1. Verbandsliga Herren 75: SV Bayer Wuppertal II - Blau-Weiß Kevelaer 3:3 (2:2). Nach einem wichtigen Punkt bei Tabellennachbar Wuppertal beenden Kevelaers Herren 75 ihre Verbandsliga-Saison auf dem vierten Platz und haben damit den Klassenerhalt geschafft. „Ein versöhnlicher Abschluss in einer unerwartet erfolgreichen Saison“, meinte Mannschaftsführer Manfred Jacobs. Neben dem abschließenden Remis hatte die Kevelaerer drei Siege erringen können. In Wuppertal, wo die Marienstädter Herbert Jacobs ersetzen mussten, waren die Matches hart umkämpft und teilweise von starken Regenfällen begleitet.

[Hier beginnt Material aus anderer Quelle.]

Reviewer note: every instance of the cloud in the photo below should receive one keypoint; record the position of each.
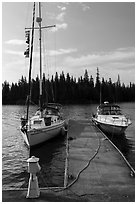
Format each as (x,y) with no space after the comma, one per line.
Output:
(60,17)
(61,51)
(15,42)
(62,8)
(115,57)
(12,52)
(60,26)
(84,6)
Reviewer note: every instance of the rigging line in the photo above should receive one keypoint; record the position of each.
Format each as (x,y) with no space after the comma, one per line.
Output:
(31,60)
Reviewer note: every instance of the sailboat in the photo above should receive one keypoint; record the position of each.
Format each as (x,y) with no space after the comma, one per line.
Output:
(47,122)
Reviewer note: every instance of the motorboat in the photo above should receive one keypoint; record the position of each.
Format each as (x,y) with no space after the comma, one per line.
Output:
(110,119)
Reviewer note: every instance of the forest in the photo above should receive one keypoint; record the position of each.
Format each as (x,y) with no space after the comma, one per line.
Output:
(68,90)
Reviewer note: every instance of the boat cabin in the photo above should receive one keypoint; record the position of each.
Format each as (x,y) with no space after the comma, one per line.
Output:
(108,109)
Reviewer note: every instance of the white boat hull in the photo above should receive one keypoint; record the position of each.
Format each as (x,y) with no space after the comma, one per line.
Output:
(36,136)
(110,128)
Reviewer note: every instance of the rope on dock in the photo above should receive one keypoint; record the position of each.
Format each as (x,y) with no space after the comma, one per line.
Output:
(128,164)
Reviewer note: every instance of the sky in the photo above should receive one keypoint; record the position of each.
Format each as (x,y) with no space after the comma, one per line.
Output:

BW Kevelaer: Düngelhoef (0:6/2:6), Blobel (6:2/6:3), M. Jacobs (4:6/5:7), Renard (6:1/5:7/12:10); Blobel/Jacobs (7:5/6:4), Rossmüller/Renard (3:6/4:6).

Auch Veert steigt ab
Wie für die Issumer ging es auch bei den Herren 60 von Blau-Weiß Veert noch um die Regionalliga-Ergebnisse. Auch das Team belegt in seiner Gruppe der Samstags-Spiele den fünften Platz und wird nun den Weg in die Verbandsliga antreten müssen. So ist zumindest rein formal und sportlich betrachtet die Situation zum Saisonende 2015. Wie genau sich die Ligen im kommenden Jahr zusammensetzen, hängt vor allem von den Meldungen ab. Als TVN-Sportwart hat Wolfgang Machost noch berechtigte Zweifel, ob die Dienstags-Gruppen bei den Herren 60 überhaupt genug Meldungen bekommen.